I like to treat genealogy like a science. It does have that nice –logy suffix. Since I’m treating it like a science I tend to create theories about the ancestors that I am studying. Theories are great to have. They help focus your research goals and give you a sense of accomplishment whether you prove or disprove them.
In the case of William Albert Clark, my theory is that he must have served in the Civil War. William was born in 1840 in West Cambridge (now Arlington) MA. He and his father ran a harness making company. He was 21 when the war started and after the war ended, he got married. He married a girl named Emma Read from Jersey City, NJ. So, either he met her on the way to or from the war front or mail order brides came from New Jersey back then.
I realize that neither of those two choices may be true. The idea of William serving in the Civil War and passing through New Jersey where he meets his future wife does support my theory. All I had to do was to find the proof.
To date I have been fairly successful at finding the service records of those who served in the Civil War. I did find William Albert’s draft record in 1863, but I haven’t been able to find any service or pension records. Maybe it was time for a new theory. Maybe William Albert was drafted but never served.
I went to NARA in Waltham and asked where I could find information on war exemptions and it was suggested that I go to Arlington where William lived. Arlington is about 10 minutes away so it wasn’t a problem. I visited the Arlington Library and was told that the person I wanted to talk to wouldn’t be in until that afternoon. I left a message.
This was all serendipitous because it gave me time to visit the Clark house a mile down Mass Ave. I wrote about that adventure here - Old Photo Reveals More Clues. While I was at the old house, I crossed the street to the Fire Department and the adjoining War Memorial Park. In support of my new theory, I couldn’t find William Albert in the rolls for serving in the War from Arlington.

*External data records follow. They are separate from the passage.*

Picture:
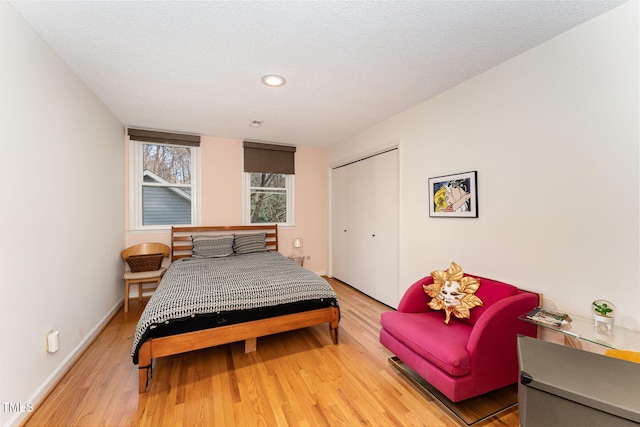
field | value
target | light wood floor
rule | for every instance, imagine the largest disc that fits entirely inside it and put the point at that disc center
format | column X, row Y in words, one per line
column 296, row 378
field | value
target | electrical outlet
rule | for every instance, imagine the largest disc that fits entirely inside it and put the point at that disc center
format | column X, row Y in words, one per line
column 52, row 341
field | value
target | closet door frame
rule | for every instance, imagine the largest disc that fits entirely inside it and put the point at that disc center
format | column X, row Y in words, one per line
column 368, row 270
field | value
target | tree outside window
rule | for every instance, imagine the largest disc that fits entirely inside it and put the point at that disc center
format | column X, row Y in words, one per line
column 270, row 198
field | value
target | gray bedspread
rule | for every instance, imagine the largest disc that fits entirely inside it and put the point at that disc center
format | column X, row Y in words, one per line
column 192, row 287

Later that afternoon I received a call from a very nice Arlington librarian. She had gotten my message, done her own research and she told me the records I wanted were at NARA. I smiled quietly to myself. Her research did point me to the exact records I needed to ask for - The Civil War Letters of Exemption. “Oh, by the way, they only have the surnames beginning with C.” I said that should work out well and thanked her for her help.
A week later, I visited NARA again to look at the Letters. Unfortunately, the index should have stated that the surnames were not only limited to the letter C, but even more limited to names beginning with Cu. Any of you Currys or Currans or Cunninghams out there might be in luck, I wasn’t.

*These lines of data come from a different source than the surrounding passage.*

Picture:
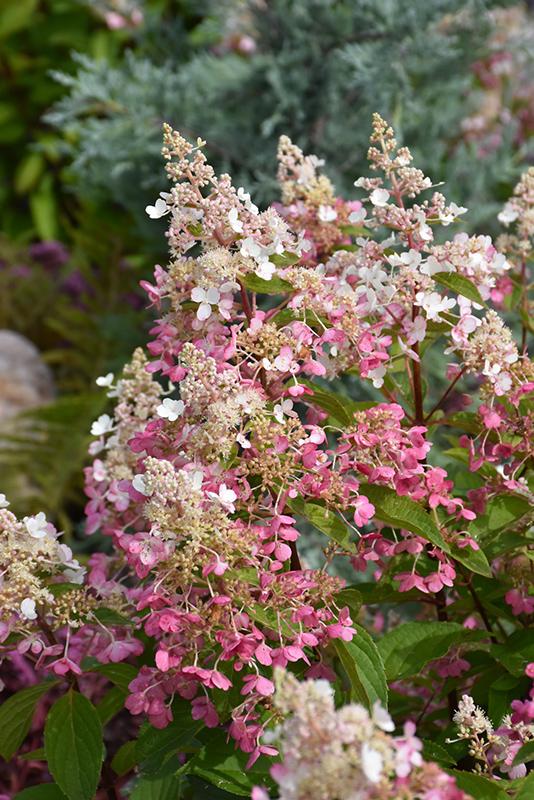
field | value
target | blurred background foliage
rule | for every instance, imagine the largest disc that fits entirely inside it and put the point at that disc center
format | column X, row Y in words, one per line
column 85, row 86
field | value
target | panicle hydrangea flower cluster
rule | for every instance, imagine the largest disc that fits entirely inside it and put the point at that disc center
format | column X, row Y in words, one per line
column 347, row 753
column 495, row 749
column 203, row 499
column 224, row 441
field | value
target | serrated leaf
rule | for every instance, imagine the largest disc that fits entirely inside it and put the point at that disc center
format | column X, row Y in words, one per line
column 46, row 791
column 363, row 664
column 111, row 704
column 407, row 648
column 325, row 520
column 459, row 284
column 155, row 746
column 338, row 406
column 125, row 758
column 226, row 768
column 432, row 751
column 401, row 512
column 16, row 715
column 273, row 286
column 167, row 788
column 73, row 745
column 474, row 560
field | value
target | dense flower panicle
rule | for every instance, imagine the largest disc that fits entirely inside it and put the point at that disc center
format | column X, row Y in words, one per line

The folks at NARA suggested more avenues and I requested – Descriptions of Persons Drafted 1863-1864. This wonderful old ledger listed men who were drafted and later exempted from service. I found a couple of William Albert’s cohorts from the 1863 draft, but no William.
This guy was really holding on to his secrets tightly.

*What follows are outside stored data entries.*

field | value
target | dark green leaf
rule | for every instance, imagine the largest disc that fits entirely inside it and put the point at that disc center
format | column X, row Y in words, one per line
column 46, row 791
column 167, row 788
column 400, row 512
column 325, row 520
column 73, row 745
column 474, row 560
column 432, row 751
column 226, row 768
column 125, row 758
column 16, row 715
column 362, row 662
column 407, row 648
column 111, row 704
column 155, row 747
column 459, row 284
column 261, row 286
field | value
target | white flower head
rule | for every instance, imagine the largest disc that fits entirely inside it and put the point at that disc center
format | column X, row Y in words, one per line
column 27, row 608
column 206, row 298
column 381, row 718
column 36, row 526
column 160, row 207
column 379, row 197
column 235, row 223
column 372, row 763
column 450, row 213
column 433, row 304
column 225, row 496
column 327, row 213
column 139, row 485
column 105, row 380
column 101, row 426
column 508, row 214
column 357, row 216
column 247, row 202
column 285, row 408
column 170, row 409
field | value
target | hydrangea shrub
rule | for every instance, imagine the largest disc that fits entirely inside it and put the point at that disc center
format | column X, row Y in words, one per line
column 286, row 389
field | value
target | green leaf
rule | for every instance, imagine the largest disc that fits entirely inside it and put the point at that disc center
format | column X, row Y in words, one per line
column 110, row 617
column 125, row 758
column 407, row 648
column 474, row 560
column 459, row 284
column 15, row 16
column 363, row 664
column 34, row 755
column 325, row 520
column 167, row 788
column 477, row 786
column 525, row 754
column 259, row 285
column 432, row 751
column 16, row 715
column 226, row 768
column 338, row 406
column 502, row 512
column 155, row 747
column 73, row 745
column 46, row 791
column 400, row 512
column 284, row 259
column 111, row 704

I wonder if there was a stigma associated with not serving. Not serving didn’t seem to hurt Grover Cleveland or John D. Rockefeller. They both paid someone to serve for them. Whatever did happen to William Albert during the war years he didn’t share with his family. I have read and reread the 100-year-old notes from his daughter-in-law, Mary (Cheney) Clark, and she mentions nothing to support either of my theories.
The answers look like they will remain elusive for a while longer.
My lack of success won’t deter me from acting like a scientist and creating new theories. I know that science will shine a light on all those dark places, like secrets, and illuminate what they are and whether they are false or true.